Seen through that light, bug bounty programs are engineering services, not a security control. A thing generalist developers definitely don't get about high-end bug bounty programs is that they are more about focusing internal resources than they are about generating any particular set of bugs. They're a way of prioritizing triage and hardening work, driven by external incentives.

The idea that Discord is, like, eliminating their XSS risk by bidding for XSS vulnerabilities from bounty hunters; I mean, just, obviously no, right?


How does stealing someone social media accounts not slot into "organized identity theft"?

... actually: how is XSS not a form of RCE? The script is code; it's executed on the victim's machine; it arrives remotely from the untrusted, attacker-controlled source.

And with the legitimate first-party's permissions and access, at that. It has access to things within the browser's sandbox that it probably really shouldn't. Imagine if a bank had used Mintlify or something similar to implement a customer service portal, for example.


You're misreading me. It's organized identity theft driven by pin-compatible RCE exploits. Is there already an identity theft ring powered by Mintlify exploits? No? Then it doesn't matter.

The subtlety here is the difference between people using an exploit (certainly they can) and people who buy exploits for serious money.


A remote code execution bug in ios is valuable - it may take a long time to detect exploitation (potentially years if used carefully), and even after being discovered there is a long tail of devices that take time to update (although less so than on android, or linux run on embedded devices that can’t be updated) That’s why it’s worth millions on the black market and apple will pay you $2 million dollars for it

An XSS is much harder to exploit quietly (the server can log everything), and can be closed immediately 100% with no long tail. At the push of an update the vulnerability is now worth zero. Someone paying to purchase an XSS is probably intending to use it once (with a large blast radius) and get as much as they can from it in the time until it is closed (hours? maybe days?)


Does that mean that opening arbitrary pdfs on your laptop is unsafe?


Let me put it this way...

In one of my penetration testing training classes, in one of the lessons, we generated a malicious PDF file that would give us a shell when the victim opened it in Adobe.

Granted, it relied on a specific bug in the JavaScript engine of Adobe Reader, so unless they're using a version that's 15 years old, it wouldn't work today, but you can't be too cautious. 0-days can always exist.


Yes, opening random pdfs especially in random and old pdf viewers is not a good idea.

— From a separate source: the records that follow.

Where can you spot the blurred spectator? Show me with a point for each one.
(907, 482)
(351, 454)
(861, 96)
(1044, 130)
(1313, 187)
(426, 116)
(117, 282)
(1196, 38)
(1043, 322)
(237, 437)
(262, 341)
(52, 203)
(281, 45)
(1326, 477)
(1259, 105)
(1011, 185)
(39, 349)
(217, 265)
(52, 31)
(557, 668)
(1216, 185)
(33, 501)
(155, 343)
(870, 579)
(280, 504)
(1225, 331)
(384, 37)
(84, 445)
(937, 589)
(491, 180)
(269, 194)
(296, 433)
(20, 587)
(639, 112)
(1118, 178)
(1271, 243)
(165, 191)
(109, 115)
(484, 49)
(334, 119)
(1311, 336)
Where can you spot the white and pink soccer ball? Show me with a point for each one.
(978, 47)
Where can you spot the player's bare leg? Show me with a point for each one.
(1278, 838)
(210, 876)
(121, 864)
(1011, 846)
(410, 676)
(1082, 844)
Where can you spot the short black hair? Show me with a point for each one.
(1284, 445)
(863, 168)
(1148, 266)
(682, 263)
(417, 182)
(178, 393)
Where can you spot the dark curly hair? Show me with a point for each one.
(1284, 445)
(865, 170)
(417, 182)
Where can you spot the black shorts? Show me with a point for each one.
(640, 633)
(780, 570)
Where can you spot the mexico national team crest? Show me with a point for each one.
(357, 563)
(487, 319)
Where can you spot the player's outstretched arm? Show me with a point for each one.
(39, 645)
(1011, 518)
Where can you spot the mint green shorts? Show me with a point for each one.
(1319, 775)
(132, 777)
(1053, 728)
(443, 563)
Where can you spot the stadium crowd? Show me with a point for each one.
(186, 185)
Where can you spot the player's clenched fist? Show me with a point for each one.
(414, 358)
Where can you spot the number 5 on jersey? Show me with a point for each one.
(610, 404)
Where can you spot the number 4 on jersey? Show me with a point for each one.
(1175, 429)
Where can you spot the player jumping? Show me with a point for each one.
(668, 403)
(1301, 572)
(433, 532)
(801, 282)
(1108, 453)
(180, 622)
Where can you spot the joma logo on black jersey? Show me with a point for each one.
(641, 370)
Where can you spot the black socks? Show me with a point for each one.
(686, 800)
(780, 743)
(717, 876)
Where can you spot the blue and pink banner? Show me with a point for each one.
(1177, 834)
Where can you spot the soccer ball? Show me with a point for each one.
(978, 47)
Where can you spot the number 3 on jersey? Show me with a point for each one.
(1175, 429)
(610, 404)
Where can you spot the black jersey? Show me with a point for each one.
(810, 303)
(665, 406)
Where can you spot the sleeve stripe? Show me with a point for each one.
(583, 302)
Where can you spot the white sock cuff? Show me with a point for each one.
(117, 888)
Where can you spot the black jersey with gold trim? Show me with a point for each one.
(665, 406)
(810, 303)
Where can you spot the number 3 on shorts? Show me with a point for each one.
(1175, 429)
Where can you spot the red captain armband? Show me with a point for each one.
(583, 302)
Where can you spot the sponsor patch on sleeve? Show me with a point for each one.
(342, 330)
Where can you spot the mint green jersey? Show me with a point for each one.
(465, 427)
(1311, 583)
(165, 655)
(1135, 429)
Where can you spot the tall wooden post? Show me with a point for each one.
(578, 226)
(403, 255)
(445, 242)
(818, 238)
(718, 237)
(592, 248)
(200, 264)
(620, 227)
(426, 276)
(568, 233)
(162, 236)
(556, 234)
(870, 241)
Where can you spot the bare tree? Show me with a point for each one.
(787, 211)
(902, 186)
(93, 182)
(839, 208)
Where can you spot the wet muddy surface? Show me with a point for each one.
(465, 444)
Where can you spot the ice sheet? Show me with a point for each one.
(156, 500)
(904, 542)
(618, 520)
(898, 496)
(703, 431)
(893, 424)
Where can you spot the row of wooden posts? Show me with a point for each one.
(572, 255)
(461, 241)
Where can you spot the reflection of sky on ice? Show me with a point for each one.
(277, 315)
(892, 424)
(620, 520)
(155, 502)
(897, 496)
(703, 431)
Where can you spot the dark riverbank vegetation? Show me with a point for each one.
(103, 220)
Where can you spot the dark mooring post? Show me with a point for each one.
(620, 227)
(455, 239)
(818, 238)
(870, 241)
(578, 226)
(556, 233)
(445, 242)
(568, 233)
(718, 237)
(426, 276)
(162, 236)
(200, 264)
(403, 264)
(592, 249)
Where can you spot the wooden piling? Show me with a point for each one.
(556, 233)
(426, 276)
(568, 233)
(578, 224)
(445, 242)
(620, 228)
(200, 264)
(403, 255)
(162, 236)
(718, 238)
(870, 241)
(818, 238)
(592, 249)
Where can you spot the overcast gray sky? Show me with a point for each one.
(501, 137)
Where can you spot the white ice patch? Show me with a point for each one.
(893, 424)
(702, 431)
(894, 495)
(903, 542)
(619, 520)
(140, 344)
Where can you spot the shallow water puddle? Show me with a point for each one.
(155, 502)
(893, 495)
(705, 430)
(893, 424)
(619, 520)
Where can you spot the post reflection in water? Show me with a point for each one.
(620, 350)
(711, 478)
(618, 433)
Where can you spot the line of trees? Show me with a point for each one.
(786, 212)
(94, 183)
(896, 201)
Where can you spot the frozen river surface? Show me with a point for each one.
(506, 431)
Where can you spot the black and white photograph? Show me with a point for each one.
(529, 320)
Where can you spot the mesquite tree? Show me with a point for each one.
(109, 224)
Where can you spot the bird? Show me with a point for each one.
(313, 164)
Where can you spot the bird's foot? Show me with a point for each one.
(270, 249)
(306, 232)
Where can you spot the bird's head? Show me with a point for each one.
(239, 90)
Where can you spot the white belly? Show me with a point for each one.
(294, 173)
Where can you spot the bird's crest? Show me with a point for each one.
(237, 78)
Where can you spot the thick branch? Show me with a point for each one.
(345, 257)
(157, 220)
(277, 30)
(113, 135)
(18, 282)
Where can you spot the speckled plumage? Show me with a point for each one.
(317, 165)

If you must open a possibly infected pdf, then do it in browser, pdf.js is considered mostly safe, and updated.


Use the PDF to JPG online services, convenient and you still get your result without having to deal with any sandbox


Except of course that you're sharing the contents of that PDF with a random online service.


True, I just considered that once you handle a PDF with so much care like if it was poisoned, it's perhaps better to send this poison to someone else to handle.


Is this a mistake by hund, or the configuration of hund by HN?


Mistake on our part (Hund) for not monitoring authentication. This page is unofficial and was made by a co-founder several years ago.